Moderators can delete any answer, even if it's accepted. (I believe that back when this question was posted moderators could not delete accepted answers.) So flag your post and explain why you want it deleted.

I recommend editing your answer to explain your mistake nonetheless, otherwise visitors who see your answer before the flag is handled might get the wrong idea and users who can see deleted answers (or even yourself later) might wonder why a good-looking answer was deleted.

You should also leave a comment to make sure that the asker is notified that what he believed to be correct is wrong after all.

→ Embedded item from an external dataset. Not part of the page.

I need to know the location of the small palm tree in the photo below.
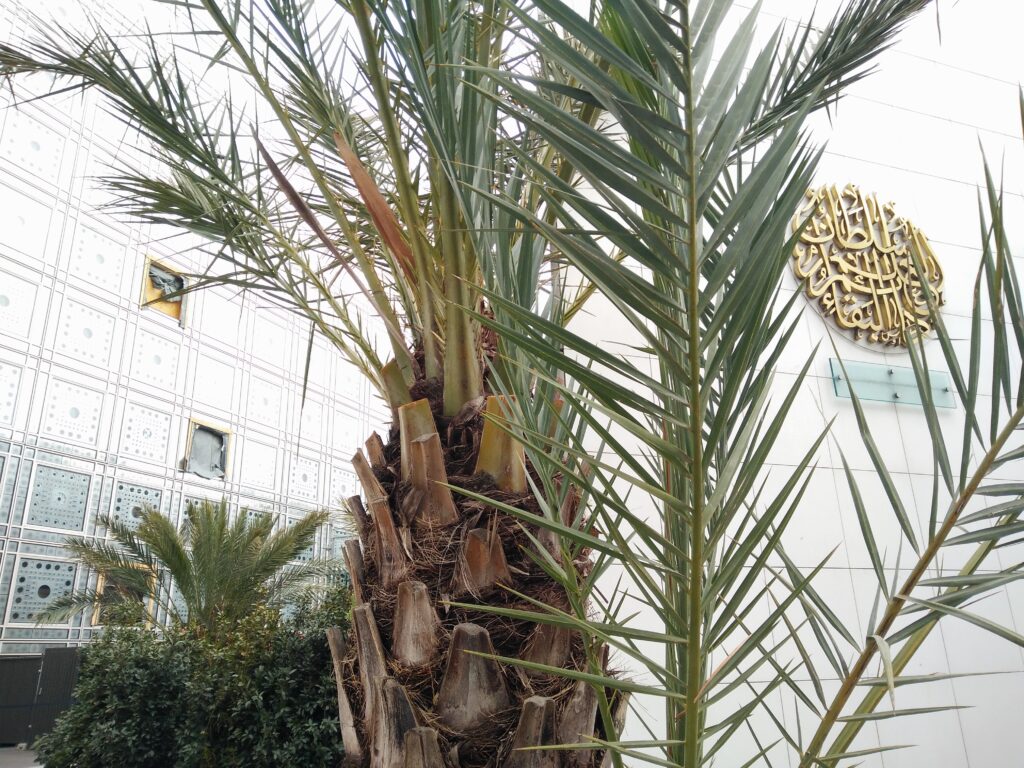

This is a sufficiently rare occurrence that I think involving a moderator is reasonable.


I agree a user should be able to delete an accepted answer. I don't think this requires any system of "giving away" accepted answers. We only require something simple: delete an accepted answer and that question no longer has an accepted answer. The OP can choose another one.

Actually I take that back: can't you just edit your answer to be correct?

  • 8
    @cletus: I've edited my answer in this case so it's correct, but that feels morally low. In this case Luis noticed the problem with my answer, posted his own entirely correct one, and deserves the accepted answer and the benefit of being topmost. On the other hand, with another 5 votes to my answer, he'll get the populist badge :)
    – Jon Skeet
    Aug 17, 2009 at 15:19
  • If you "take that back", it would better you delete your answer. Just like we should be able to delete any answer, even accepted ones. Jan 29, 2013 at 14:25

Same situation I am facing.

A new comer asked some crappy kind of question, very difficult to understand. Even though I tried to solve it.

She accepted, But after 1 day I got one downvote. Once again I got downvote. But the OP said, my answer helpd her.

I requested her to un-accept my answer. But she is not doing.

I would like to have a feature where you can delete even an accepted answer.


Maybe we could add a voting mechanism for moving the check-mark. Users with enough rep could vote to remove a check from certain answers, or move the check to another answer.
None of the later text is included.